Primary CAD Overview


  • Crippling fatigue correlated with low hemoglobin
  • 44% of these patients are severely anemic at disease onset2
  • Severe CAD patients can require intensive disease management and dependency on frequent blood transfusions
  • Severe CAD patients have an increased risk of potentially fatal hemolytic crises or thrombotic events

Treatment Options


  • Some patients may only experience mild anemia, managed by avoiding acute exposure to cold. Most patients require treatment. There are no FDA- or EMA-approved medications for CAD
  • Most patients treated with immunotoxic therapy do not have a complete response. For those that do respond, the time to achieve a response can take several months and most patients relapse with no alternative treatment options
  • Significant unmet need exists for an approved, safe, and fast-acting therapy that can normalize hemoglobin and remove the dependence upon transfusions

Disease Mechanism

CAD is characterized by the presence of autoantibodies called cold agglutinins that bind to a specific cell surface protein on red blood cells. Cold agglutinins are potent activators of the Classical Complement Pathway, leading to deposition of C3b on red blood cells.

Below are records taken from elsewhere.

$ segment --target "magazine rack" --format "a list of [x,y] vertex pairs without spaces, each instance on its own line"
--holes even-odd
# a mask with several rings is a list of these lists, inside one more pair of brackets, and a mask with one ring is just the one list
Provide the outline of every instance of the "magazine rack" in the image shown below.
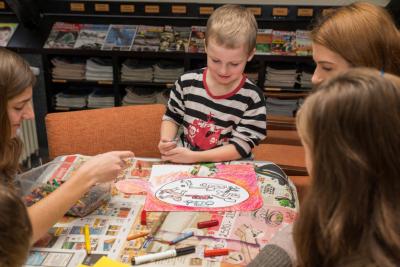
[[[1,12],[0,1],[0,12]],[[3,2],[4,3],[4,2]],[[40,2],[39,2],[40,3]],[[46,100],[48,112],[56,111],[53,106],[54,96],[73,85],[76,87],[100,86],[109,88],[115,96],[115,106],[120,106],[124,89],[127,86],[153,87],[155,90],[170,87],[172,84],[154,82],[126,82],[121,81],[121,65],[124,60],[132,59],[173,59],[184,66],[184,70],[205,66],[206,56],[203,53],[183,52],[135,52],[135,51],[104,51],[82,49],[44,49],[51,27],[55,22],[84,23],[84,24],[126,24],[126,25],[171,25],[171,26],[204,26],[209,15],[221,4],[218,2],[156,2],[156,1],[69,1],[69,0],[42,0],[40,10],[41,24],[36,29],[27,29],[20,24],[15,35],[8,44],[10,49],[19,53],[37,53],[42,55],[46,84]],[[274,30],[307,29],[311,20],[319,13],[329,10],[330,6],[277,6],[264,4],[245,4],[256,16],[259,28]],[[5,11],[10,13],[5,4]],[[11,14],[11,13],[10,13]],[[7,15],[7,16],[10,16]],[[3,18],[4,19],[4,18]],[[15,20],[15,18],[14,18]],[[69,81],[54,79],[51,76],[51,60],[55,57],[90,57],[107,58],[112,61],[113,81]],[[269,64],[289,64],[297,69],[313,68],[310,56],[281,56],[256,55],[251,64],[258,72],[258,85],[263,88],[265,68]],[[287,89],[287,88],[286,88]],[[293,89],[293,88],[291,88]],[[307,92],[292,90],[274,93],[275,97],[288,96],[292,98],[304,97]]]

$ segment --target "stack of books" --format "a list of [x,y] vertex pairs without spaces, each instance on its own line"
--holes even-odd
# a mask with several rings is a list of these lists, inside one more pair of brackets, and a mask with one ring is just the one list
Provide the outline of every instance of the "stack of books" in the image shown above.
[[58,110],[82,109],[87,106],[87,99],[92,89],[70,87],[55,95],[54,106]]
[[267,66],[265,72],[265,87],[293,88],[297,81],[297,69],[292,66]]
[[153,66],[153,68],[154,82],[159,83],[173,83],[185,71],[181,64],[168,60],[159,61]]
[[125,60],[121,68],[121,81],[152,82],[154,64],[152,60]]
[[51,74],[53,79],[59,80],[84,80],[86,64],[81,58],[60,58],[55,57],[51,60],[53,67]]
[[133,88],[125,89],[126,95],[122,99],[123,106],[154,104],[157,102],[156,93],[149,88]]
[[111,59],[92,57],[86,61],[86,80],[112,81],[113,66]]
[[298,108],[297,99],[267,97],[267,114],[292,117]]
[[95,88],[88,96],[88,108],[114,107],[114,92],[110,88]]

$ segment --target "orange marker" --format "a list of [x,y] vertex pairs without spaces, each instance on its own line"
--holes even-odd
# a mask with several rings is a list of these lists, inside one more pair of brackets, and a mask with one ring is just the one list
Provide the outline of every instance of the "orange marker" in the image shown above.
[[126,240],[130,241],[130,240],[138,239],[138,238],[144,237],[144,236],[146,236],[148,234],[149,234],[149,232],[143,232],[143,233],[137,233],[137,234],[133,234],[133,235],[128,235]]
[[220,248],[220,249],[205,249],[204,250],[204,257],[217,257],[217,256],[224,256],[229,254],[229,249],[227,248]]

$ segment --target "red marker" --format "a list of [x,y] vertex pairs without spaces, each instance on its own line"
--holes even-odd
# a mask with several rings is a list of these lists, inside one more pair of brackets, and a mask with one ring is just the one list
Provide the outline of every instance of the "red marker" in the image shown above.
[[147,216],[146,216],[146,211],[142,210],[142,213],[140,214],[140,224],[141,225],[147,225]]
[[220,249],[205,249],[204,250],[204,257],[217,257],[217,256],[224,256],[229,254],[229,249],[227,248],[220,248]]
[[204,221],[204,222],[198,222],[197,228],[199,228],[199,229],[210,228],[213,226],[217,226],[218,224],[219,224],[218,220],[209,220],[209,221]]

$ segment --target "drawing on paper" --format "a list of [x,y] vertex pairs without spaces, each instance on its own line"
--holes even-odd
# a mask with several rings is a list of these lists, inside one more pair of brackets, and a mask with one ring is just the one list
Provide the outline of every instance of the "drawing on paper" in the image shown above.
[[248,211],[262,205],[252,164],[154,165],[149,186],[149,211]]
[[249,193],[229,181],[207,177],[188,178],[161,186],[156,198],[186,207],[229,207],[249,198]]

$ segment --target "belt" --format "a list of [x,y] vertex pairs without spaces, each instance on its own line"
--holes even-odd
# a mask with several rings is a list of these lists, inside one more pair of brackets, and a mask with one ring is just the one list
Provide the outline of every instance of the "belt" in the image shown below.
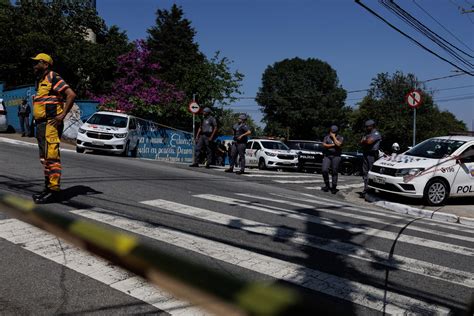
[[36,124],[47,123],[47,122],[48,122],[48,119],[46,118],[35,119]]

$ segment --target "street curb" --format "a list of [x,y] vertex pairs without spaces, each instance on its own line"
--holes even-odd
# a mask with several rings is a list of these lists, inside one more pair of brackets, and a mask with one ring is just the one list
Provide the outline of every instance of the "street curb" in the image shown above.
[[454,214],[443,213],[443,212],[423,210],[416,207],[394,203],[394,202],[387,202],[382,199],[379,199],[378,197],[372,194],[366,194],[365,200],[369,203],[372,203],[374,205],[380,206],[382,208],[385,208],[385,209],[388,209],[400,214],[431,218],[438,221],[458,223],[458,224],[464,224],[464,225],[469,225],[469,226],[474,227],[474,219],[472,218],[460,217]]

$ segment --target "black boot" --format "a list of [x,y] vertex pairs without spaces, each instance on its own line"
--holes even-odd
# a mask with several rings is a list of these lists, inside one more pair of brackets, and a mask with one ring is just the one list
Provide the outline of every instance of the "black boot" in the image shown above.
[[44,189],[40,193],[33,194],[33,201],[36,204],[54,203],[60,201],[60,191]]
[[325,183],[325,186],[321,188],[324,192],[329,192],[329,183]]

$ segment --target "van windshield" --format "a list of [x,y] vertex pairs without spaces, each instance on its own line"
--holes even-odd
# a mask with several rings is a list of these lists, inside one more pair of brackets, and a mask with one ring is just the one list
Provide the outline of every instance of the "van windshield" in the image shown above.
[[276,149],[276,150],[289,150],[290,149],[288,148],[288,146],[280,142],[263,141],[262,146],[263,148],[266,148],[266,149]]
[[87,120],[87,123],[122,128],[127,127],[127,120],[128,118],[123,116],[96,113]]
[[440,159],[451,155],[464,143],[451,139],[428,139],[405,153],[408,156]]

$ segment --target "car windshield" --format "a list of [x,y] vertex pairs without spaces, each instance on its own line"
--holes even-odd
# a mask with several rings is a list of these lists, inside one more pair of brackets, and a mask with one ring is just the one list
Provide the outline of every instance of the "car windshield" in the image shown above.
[[108,114],[94,114],[88,120],[89,124],[97,124],[112,127],[127,127],[127,117]]
[[266,149],[276,149],[276,150],[289,150],[288,146],[280,142],[262,142],[263,148]]
[[428,139],[407,151],[405,155],[440,159],[451,155],[464,143],[466,142],[451,139]]

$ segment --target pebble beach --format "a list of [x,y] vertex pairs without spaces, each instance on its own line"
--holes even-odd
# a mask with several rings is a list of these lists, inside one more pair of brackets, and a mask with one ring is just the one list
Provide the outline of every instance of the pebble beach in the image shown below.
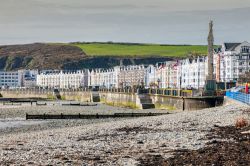
[[211,141],[206,135],[215,126],[234,125],[238,117],[249,119],[249,114],[244,113],[249,106],[239,103],[199,111],[171,112],[156,117],[58,121],[24,119],[27,112],[42,114],[51,111],[67,113],[69,110],[74,113],[142,111],[105,105],[65,108],[1,107],[0,126],[16,121],[19,121],[20,125],[0,127],[0,163],[2,165],[140,165],[148,155],[167,159],[175,150],[203,148]]

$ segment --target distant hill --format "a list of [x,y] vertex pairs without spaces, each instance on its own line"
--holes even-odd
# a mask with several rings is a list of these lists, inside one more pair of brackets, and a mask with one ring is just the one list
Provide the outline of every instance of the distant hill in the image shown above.
[[56,44],[25,44],[0,46],[0,70],[60,69],[68,62],[84,59],[78,47]]
[[136,43],[69,43],[0,46],[0,70],[110,68],[155,64],[187,55],[205,55],[206,46]]

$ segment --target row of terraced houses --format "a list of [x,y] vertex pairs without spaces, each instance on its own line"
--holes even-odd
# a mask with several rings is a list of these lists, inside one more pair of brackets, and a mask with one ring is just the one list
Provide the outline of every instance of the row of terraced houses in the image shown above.
[[[116,66],[111,69],[0,71],[0,86],[60,89],[143,86],[199,89],[205,85],[207,66],[207,57],[199,56],[147,66]],[[237,81],[240,75],[248,71],[250,71],[250,43],[224,43],[214,52],[214,79],[217,82]]]

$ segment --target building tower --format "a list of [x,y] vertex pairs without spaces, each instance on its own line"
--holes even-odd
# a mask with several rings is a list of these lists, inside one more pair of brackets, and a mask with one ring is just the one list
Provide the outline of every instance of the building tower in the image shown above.
[[208,62],[208,75],[207,80],[213,80],[213,54],[214,54],[214,35],[213,35],[213,21],[211,20],[209,22],[209,33],[208,33],[208,56],[207,56],[207,62]]

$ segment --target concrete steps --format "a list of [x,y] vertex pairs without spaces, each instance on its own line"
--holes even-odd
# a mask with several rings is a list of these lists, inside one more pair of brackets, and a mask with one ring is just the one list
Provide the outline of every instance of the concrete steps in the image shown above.
[[92,101],[93,102],[100,102],[100,94],[98,92],[92,92]]
[[155,108],[155,105],[153,104],[152,99],[150,98],[149,95],[147,94],[140,94],[139,95],[139,100],[142,109],[152,109]]

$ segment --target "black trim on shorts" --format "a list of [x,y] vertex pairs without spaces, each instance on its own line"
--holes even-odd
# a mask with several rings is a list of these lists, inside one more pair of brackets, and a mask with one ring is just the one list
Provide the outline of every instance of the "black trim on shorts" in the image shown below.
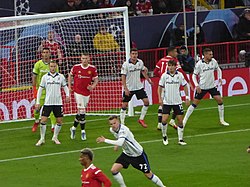
[[129,102],[133,95],[136,95],[136,98],[138,100],[148,98],[146,91],[144,90],[144,88],[142,88],[140,90],[130,91],[129,96],[125,95],[125,92],[123,92],[122,102]]
[[175,115],[183,115],[183,106],[182,104],[179,105],[163,105],[162,107],[162,114],[169,114],[171,110],[173,109]]
[[53,111],[56,118],[63,117],[63,106],[62,105],[44,105],[42,116],[49,117]]
[[203,90],[201,89],[201,93],[197,93],[197,91],[195,92],[195,99],[201,100],[206,93],[209,93],[212,97],[216,96],[216,95],[220,95],[220,92],[217,90],[216,87],[208,89],[208,90]]

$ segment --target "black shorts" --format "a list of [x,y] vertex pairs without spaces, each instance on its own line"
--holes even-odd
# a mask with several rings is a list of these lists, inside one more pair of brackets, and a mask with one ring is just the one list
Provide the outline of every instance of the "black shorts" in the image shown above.
[[175,115],[183,115],[183,106],[182,104],[179,105],[163,105],[162,114],[170,114],[171,110],[174,110]]
[[140,90],[130,91],[129,96],[125,95],[125,92],[123,92],[122,102],[129,102],[134,94],[138,100],[148,98],[147,93],[145,92],[144,88],[142,88]]
[[49,117],[50,113],[53,111],[56,118],[63,117],[63,107],[62,105],[44,105],[42,116]]
[[140,170],[143,173],[150,172],[150,165],[148,162],[148,157],[146,153],[143,153],[138,157],[131,157],[122,153],[115,161],[115,163],[119,163],[123,166],[124,169],[127,169],[131,164],[135,169]]
[[220,95],[220,92],[217,90],[216,87],[214,87],[214,88],[211,88],[208,90],[201,90],[201,93],[197,93],[197,91],[196,91],[194,98],[201,100],[206,95],[207,92],[209,92],[209,94],[212,97],[214,97],[215,95]]

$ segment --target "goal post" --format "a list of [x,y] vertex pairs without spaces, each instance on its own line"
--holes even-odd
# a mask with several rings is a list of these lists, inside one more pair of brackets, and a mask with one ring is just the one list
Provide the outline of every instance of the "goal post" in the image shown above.
[[[101,29],[108,37],[98,40]],[[80,63],[80,53],[89,53],[99,84],[91,93],[87,113],[119,114],[120,68],[130,53],[127,7],[0,18],[0,38],[0,121],[33,117],[32,70],[41,59],[41,48],[47,46],[65,77]],[[73,95],[64,112],[76,113]]]

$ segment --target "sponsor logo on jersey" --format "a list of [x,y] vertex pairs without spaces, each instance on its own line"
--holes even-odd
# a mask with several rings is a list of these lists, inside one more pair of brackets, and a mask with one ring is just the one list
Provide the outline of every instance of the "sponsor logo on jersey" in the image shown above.
[[88,74],[91,74],[91,71],[88,71]]

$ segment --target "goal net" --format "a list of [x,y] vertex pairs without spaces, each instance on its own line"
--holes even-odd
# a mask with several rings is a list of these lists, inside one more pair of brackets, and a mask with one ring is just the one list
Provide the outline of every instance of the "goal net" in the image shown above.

These C3b-coated red blood cells are phagocytosed in the liver causing extravascular hemolysis, the primary driver of anemia in CAD patients.


The COMPASS Registry

True North sponsors a patient registry for Cold Agglutinin Disease and other autoimmune hemolytic anemias–dedicated to advancing a deeper understanding of these diseases, engaging with patients, and supporting clinical trial recruitment.


  1. Berentsen et al. Primary chronic cold agglutinin disease: a population based clinical study of 86 patients. Haematologica January 2006 91: 460-466.
  2. Barcellini et al. Clinical heterogeneity and predictors of outcome in primary autoimmune hemolytic anemia: a GIMEMA study of 308 patients. Blood. 2014 Nov 6;124(19):2930-6.